Fast forward about 200 years to this day with Jesus in the temple for this festival. Rather than occupation by a Syrian king the Jewish people and Jerusalem are now occupied by the Romans. There is an uneasy peace with the Jews who were able to secure an exemption from the religious requirement to pay homage to the gods of Rome. What you can sense in the question Jesus has been asked is how it is loaded with the hopes of ending Roman occupation; the memory of Judas Maccabeus’ victory informs their current messianic hopes. “How long will you keep us in suspense? If you are the Messiah, tell us plainly.”

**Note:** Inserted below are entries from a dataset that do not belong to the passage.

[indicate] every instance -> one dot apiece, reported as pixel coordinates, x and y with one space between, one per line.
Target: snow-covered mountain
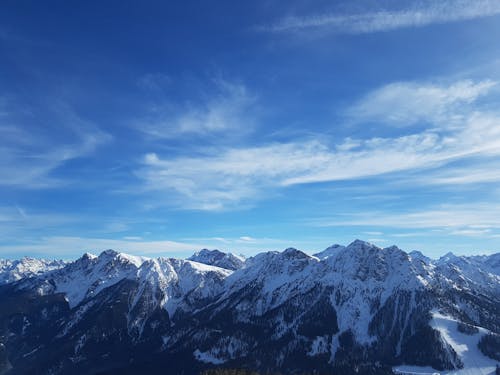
348 309
218 258
13 270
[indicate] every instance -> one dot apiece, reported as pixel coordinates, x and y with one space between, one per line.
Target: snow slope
474 362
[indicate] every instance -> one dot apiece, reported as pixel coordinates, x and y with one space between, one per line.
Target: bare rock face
355 309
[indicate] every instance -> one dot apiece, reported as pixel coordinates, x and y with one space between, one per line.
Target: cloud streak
62 245
228 109
421 14
28 157
215 181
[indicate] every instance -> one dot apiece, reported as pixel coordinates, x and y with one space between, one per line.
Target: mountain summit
358 309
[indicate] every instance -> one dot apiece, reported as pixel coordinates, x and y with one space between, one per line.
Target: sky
160 128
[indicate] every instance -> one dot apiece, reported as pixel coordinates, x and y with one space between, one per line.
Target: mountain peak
360 244
218 258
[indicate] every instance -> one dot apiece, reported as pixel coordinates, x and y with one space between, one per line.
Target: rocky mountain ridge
353 309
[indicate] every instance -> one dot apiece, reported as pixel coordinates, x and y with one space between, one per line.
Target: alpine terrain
356 309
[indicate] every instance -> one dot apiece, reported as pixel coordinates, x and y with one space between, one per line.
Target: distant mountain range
356 309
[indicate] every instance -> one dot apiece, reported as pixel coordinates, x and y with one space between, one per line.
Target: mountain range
356 309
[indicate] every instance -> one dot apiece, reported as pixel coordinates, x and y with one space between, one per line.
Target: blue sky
159 128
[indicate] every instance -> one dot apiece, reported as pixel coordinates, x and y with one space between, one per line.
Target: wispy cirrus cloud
408 103
418 14
28 155
227 109
471 220
232 175
62 245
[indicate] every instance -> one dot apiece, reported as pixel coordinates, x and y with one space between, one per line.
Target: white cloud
230 176
65 245
409 103
28 156
422 13
458 219
229 108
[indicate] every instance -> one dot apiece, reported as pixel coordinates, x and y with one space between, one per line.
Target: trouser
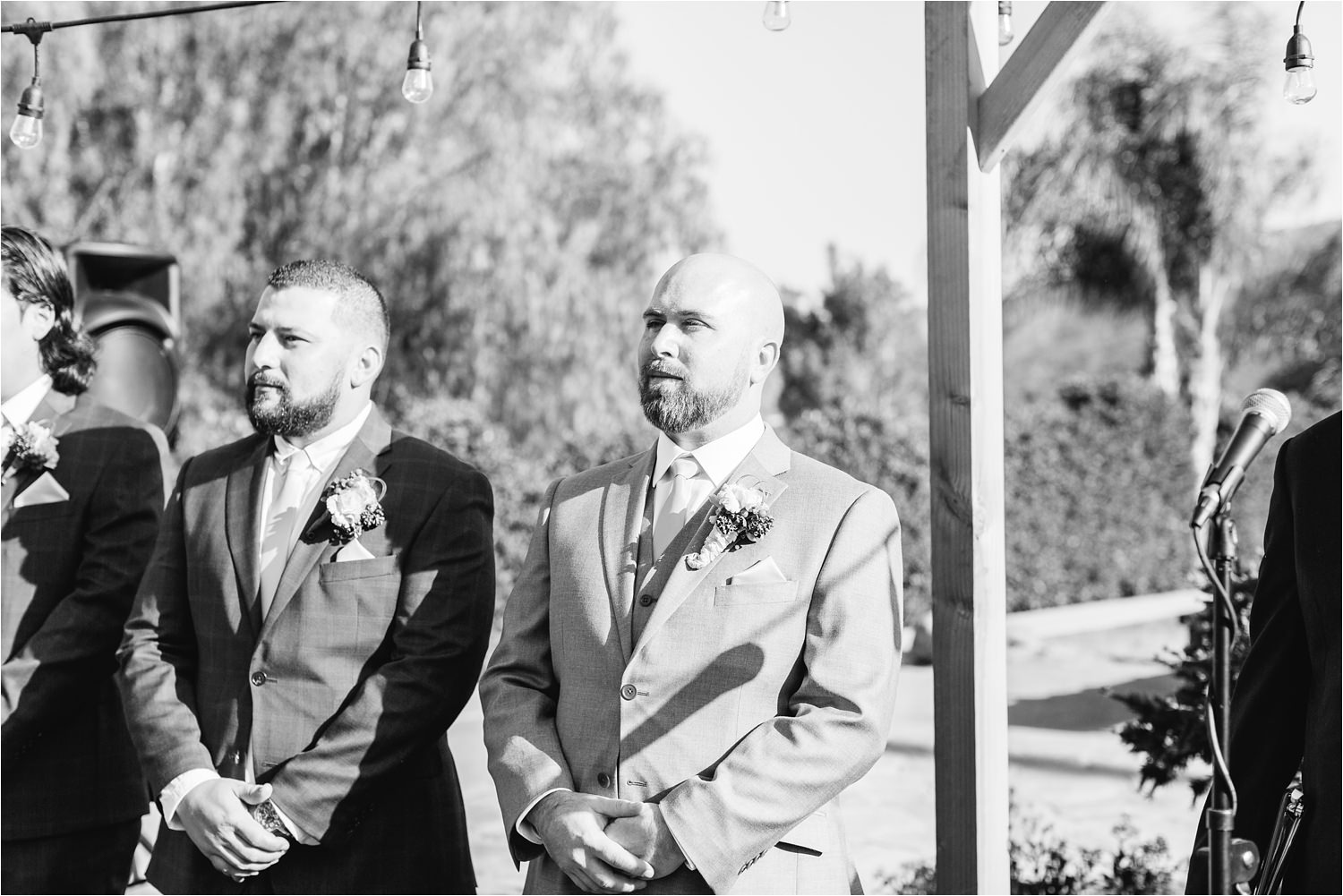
83 861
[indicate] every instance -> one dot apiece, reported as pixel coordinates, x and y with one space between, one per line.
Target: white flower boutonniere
354 506
30 446
741 517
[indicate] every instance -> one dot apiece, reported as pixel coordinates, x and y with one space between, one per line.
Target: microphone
1264 414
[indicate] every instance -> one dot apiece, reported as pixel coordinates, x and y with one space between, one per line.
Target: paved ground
1066 766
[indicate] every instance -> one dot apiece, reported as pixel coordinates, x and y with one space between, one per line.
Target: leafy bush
1042 863
1096 491
1168 730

“I have told you,” Jesus answered, “and you do not believe. The works that I do in my Father’s name testify to me; but you do not believe, because you do not belong to my sheep.” Which brings us squarely into this mystery of faith about his sheep hearing his voice. Being a sheep and believing and hearing all go together. These are inextricably linked. And we may be nervous wondering if we have heard his voice. The question of our seven year old member looms large—what is the nature of this hearing?

What we are probing here is the mystery of faith—and faith, biblically speaking, is encounter with God. As children of the Enlightenment our first response is try to deduce some system or theory so we can understand this faith. We want to put a box around it so we can examine it and figure out how it works. But theories and systems are not the best strategy to take when understanding the testimony of the Bible. The old and New Testaments do not present theories at any time. Instead, we find stories, images, metaphors, symbols, sagas, sermons, songs, letters, poems. It would be hard to find writing that is less theoretical. This does not mean that there is no thinking to be done. Yes, faith seeks understanding; we are to love God with our minds. At the same time faith can never be reduced to the confines of human reason.

The terms “motif”, “theme”, and “image” is a better way of thinking about what the Bible presents us in order to emphasize the metaphorical power of the biblical language rather than force it into a rationalist, reductionist approach like a technical manual. Jesus Christ explodes all theories and systems. The witness of scripture is that he truly “one-of-a-kind.” The case of Jesus is in a class by itself. These people who questioned at the temple that day Jesus know all about Jesus’s works—the works that Jesus said testified with regard to his messiahship. The point is we can examine these works (miracles) and propose theories about them but they don’t in and of themselves disclose their meaning. They mean what they do in relation to Jesus. The Apostle Paul writes in Romans 1:17 that the gospel is “revealed through faith for faith.” We must be careful never to make this mean that “you just have to take it on faith.” Indeed it is right that faith seeks understanding. However, only in the experience of faith can we understand faith—“through faith for faith.”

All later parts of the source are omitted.